The bench said that it would be considered a breach of constitutional provisions if any attempt is made by the CA to extend its term for more than six months or extend it time and again.
"If the CA attempts to prolong its term unnecessarily or indefinitely, that will be against the spirit of the interim constitution and the mandate and desire expressed by the sovereign people through voting" states the verdict.
The full bench also ended the controversy raised by the SC´s previous verdict on CA term extension. "The bench hereby nullifies the controversies and interpretations of a previous verdict that the CA term can be extended for an indefinite timeframe," states the verdict.
The apex court has also urged the CA to take special initiatives to accomplish the principal task of drafting the new constitution on time.
"Drafting a new constitution is the CA´s principal task," reads the verdict, adding, "The bench hereby urges the CA to take special initiative to accomplish the constitution writing on time as per the spirit of the interim constitution and the aspiration of the people."
The apex court has also cautioned the CA about what the SC could do if the term is extended time and again.
"The apex court will always take the issue of CA term extension as a matter for judicial review," the verdict states.
Admitting that the task of writing a constitution is not easy, the apex court said, "If the CA feels urgency in extending the CA term, it can do so only as per provisions incorporated in Article 64 of the interim constitution on the basis of the doctrine of necessity," states the verdict.
Writ petitioner Jangam had claimed in his petition that there was a procedural flaw in last year´s CA term extension. He had demanded nullification of the CA´s decision to extend its term for one year, claiming that it was unconstitutional. It was the Legislature-Parliament that should have extended the CA term. The notice published in the Gazette says it is the CA that extended the term. Jangam had challenged that procedural flaw.

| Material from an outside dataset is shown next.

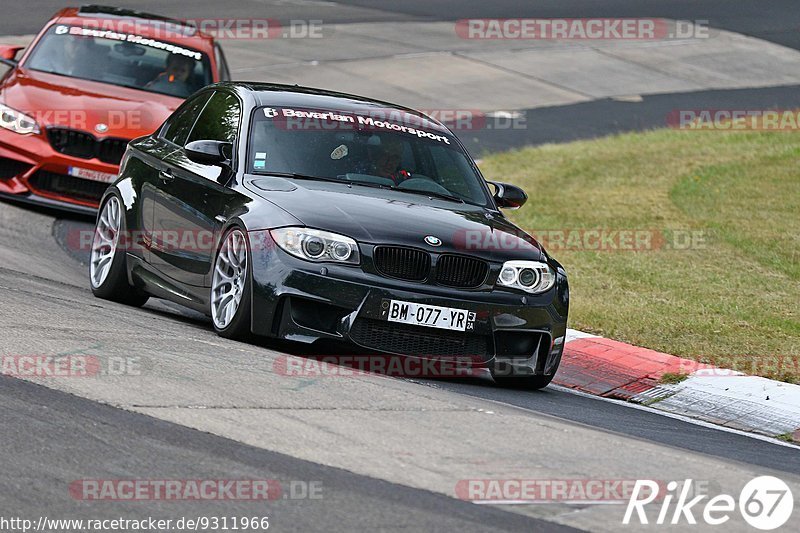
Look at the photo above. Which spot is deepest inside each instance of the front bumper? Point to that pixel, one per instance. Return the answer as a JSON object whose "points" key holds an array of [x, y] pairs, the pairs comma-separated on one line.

The SC quashed Jangam´s writ petition, saying it has already lost its relevance. The SC accepted that all the procedures required to amend the constitution were not followed while the CA term was extended last year, but deemed it meaningless to invalid the extension with only three days of the extended term remaining.
"There is no meaning to nullify last year´s decision to extend the CA term at present as the writ petition has already lost its relevance. The bench, however, urges the CA not to repeat the same mistake in future."